It’s almost summer and you will need the protection from sun screen. Check out consumer reports buying guide.
It is getting warmer, and no doubt you are likely thinking about shorts, beach and leisure. In our practice, we see many athletes who will be running, biking and doing other activities in the hot sun. Part of that ritual also includes sunscreen. Which should you buy? Many older folks have dealt with skin cancers as they aged due to the free and easy days in the 60’s and 70’s when reflectors and oils were in. We now know better, and sunscreen with a higher protection rating can help keep your skin healthy, as you derive the benefits from the outdoors such as better fitness and vitamin D, produced by your body with the help of the sun.
Consumer reports just published its annual guide to sunscreens. Check it out here.
Sunscreen buying guide
Last updated: May 2013
Our tests of 12 sunscreens showed that you can’t always rely on the SPF number, a measure of protection from burning ultraviolet B (UVB) radiation. In fact, two of the tested sunscreens were poor against UVB rays, which causes sunburn and contributes to skin cancer, and one of them was just fair for ultraviolet A (UVA) protection, which tans and ages skin, and also contribute to skin cancer. But six of the sunscreens did well enough to be recommended and will help protect against both UVA and UVB rays.
Paying more may not buy more protection. The least effective sunscreens were among the priciest.
Alas, there are no trips to Tahiti for our sunscreen panelists–they go to a lab. In UVB tests, five spots on one rectangular sunscreened area of the panelists’ backs are exposed for set times to rays from a sun simulator. After panelists have soaked in a tub of water, five spots in a second sunscreened area of their back are exposed in the same way. About a day later, the 10 spots are examined for redness. The resulting UVB Ratings reflect each product’s actual effectiveness, not how close it came to meeting its SPF claim. To test for UVA protection, we also use people but check for tanning instead of redness.
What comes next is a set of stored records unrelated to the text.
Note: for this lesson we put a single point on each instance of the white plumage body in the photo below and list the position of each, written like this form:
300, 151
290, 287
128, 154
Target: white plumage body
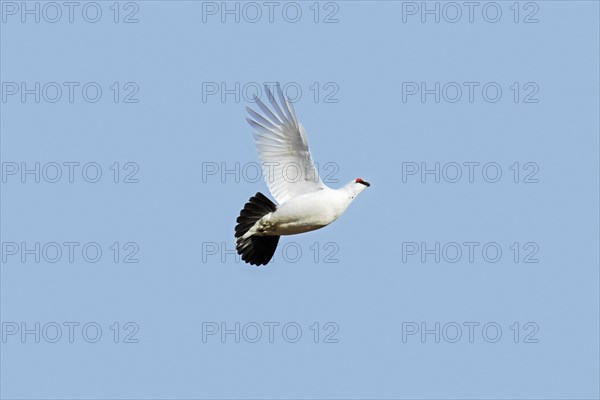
305, 202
To test for staining, we apply each sunscreen to cloth swatches, let those dry, put them through two wash cycles, and air-dry them, then check for stains. Overall scores are based primarily on results of the above UVB and UVA tests.
In addition, we use a test based on the Food and Drug Administration’s “critical wavelength” test, required for sunscreens that claim broad-spectrum protection. It assesses how well UV rays are absorbed by clear plastic plates treated with sunscreen. All products passed this test. Finally, we have our trained sensory panel evaluate the scent and skin feel of the products.
Our tests this year found a bigger gap between many products’ claimed SPF values and their measured SPF values than we’ve found in the past. (In fact, a top-rated sunscreen from 2012 was the lowest-rated this year.) It’s hard to explain the changes but our tests did find that there are better choices. New labeling and test requirements from the Food and Drug Administration could have led sunscreen makers to tweak ingredients, but several manufacturers told us they hadn’t changed formulations since our last tests. In any case, changes are difficult to pinpoint because formulas are proprietary.
Skin cancer is the most common cancer in the U.S., and the benefits of sunscreens outweigh potential risks from their ingredients. That said, animal studies have raised some concerns about what’s inside these sunscreens.
Nanoparticles of titanium dioxide and zinc oxide have been linked to reproductive and developmental effects in animals. Our tests found that all four of the sunscreens with these mineral-based active ingredients contain nanoparticles.
Retinoids, part of the vitamin A family and an inactive ingredient in some sunscreens, have caused an increase in skin cancers in mice. There’s also a risk of birth defects in people taking oral acne medications containing retinoids, though they differ from the retinoids in sunscreens. As a precaution, pregnant women may want to choose a sunscreen without the ingredient retinol or retinyl palmitate.
Animal studies have indicated that oxybenzone, which is in many sunscreens, may interfere with hormones in the body.